The coronavirus, which has already left more than five million deaths worldwide, has, however, had a unequal lethality in each territory: Although the United States, Brazil and India are the three countries with the most deaths in absolute terms, the comparison between the deaths of countries with more than one million inhabitants in relation to their population reveals that Peru is the one with the highest mortality rate, with 620 deaths per 100,000 inhabitants. Spain, which came to occupy second place in this ranking, currently reports a rate of 196 deaths and is no longer among the twenty with the highest mortality.
The following graph shows the accumulated data of the pandemic in each continent and the proportion it represents with respect to the total. America accumulates 36% of diagnoses and 44% of deaths, while a third of infections and 28% of deaths have occurred in Europe.
However, this distribution has not always been like this. The virus has already circled the world several times.. Since the pandemic broke out in China at the end of 2019, the different waves of infections and deaths have affected the planet unevenly. Cases grew in Europe in March 2020, although the virus hit America soon, and in October the million deaths were already reached on a global scale. In January 2021, the coronavirus exceeded one hundred million people infected and a few months later it reached two hundred. The advance of new variants, such as delta and the recent omicron, has caused cases to accelerate around the globe.
The pandemic in Spain
The coronavirus spread through Spain from February 2020 and in mid-March forced to impose the state of alarm to try to stop the infections and alleviate the saturation in hospitals. For more than two months, the Spanish suffered one of the strictest confinements in the world, which did not prevent health services were overwhelmed in many places before flattening the curve.
With everything, Spain continues to be one of the countries with the most cases and deaths with COVID-19 on the planet and after a rebound of SARS-CoV-2 in the summer, it is in a better state, thanks in large part to the high coverage of its vaccination campaign. How is the situation now?
Methodology and sources
For the preparation of this information, data from the Ministry of Health or official sources of each country were used, which were combined with those offered on a global scale by the Center for Science and Engineering of the Johns Hopkins University in the United States. However, the latter is the only source of data for the graphs of this news since August 2021. However, the information from this body is periodically contrasted with official sources to ensure its accuracy.

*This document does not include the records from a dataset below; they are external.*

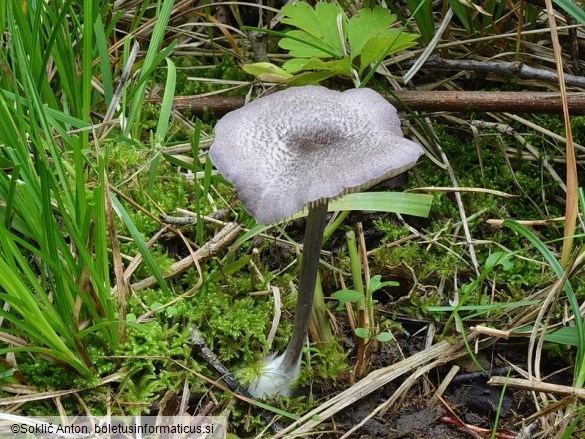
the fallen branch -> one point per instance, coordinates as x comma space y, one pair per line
537, 386
515, 68
225, 236
459, 101
441, 352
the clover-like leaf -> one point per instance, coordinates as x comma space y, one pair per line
368, 24
326, 26
338, 67
303, 45
376, 283
384, 337
345, 296
499, 258
267, 72
393, 40
362, 332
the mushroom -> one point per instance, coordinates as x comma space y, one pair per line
299, 148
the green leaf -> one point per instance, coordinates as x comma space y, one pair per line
376, 283
368, 24
384, 337
572, 9
310, 78
303, 45
320, 24
345, 296
266, 71
499, 258
340, 67
362, 332
405, 203
393, 40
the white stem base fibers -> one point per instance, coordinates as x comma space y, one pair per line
275, 380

To reduce the inconsistency of the data pending consolidation, the curves of cases, countries that have reported the most cases in the last 14 days and deaths only reach up to three days before the current date.
We use the definition of countries set by the United Nations: 193 countries, Palestine and the Vatican. Since last July, the graph of daily deaths per 100,000 inhabitants shows the countries that have registered at least 100 deaths and that are among the 15 most populous on each continent.
For its part, the table of cases and deaths of COVID-19 in the world orders the countries from highest to lowest cumulative incidence. To harmonize this measure in all latitudes, the definition of cases per 100,000 inhabitants notified in the last 14 days is used, whose evolution can be observed in the graph that accompanies each territory. The variation of the incidence is calculated with respect to the period of 14 days immediately after that contemplated in the main indicator. As for deaths, the deaths reported in the last seven days and their rate per 100,000 inhabitants with respect to the population of each country are shown.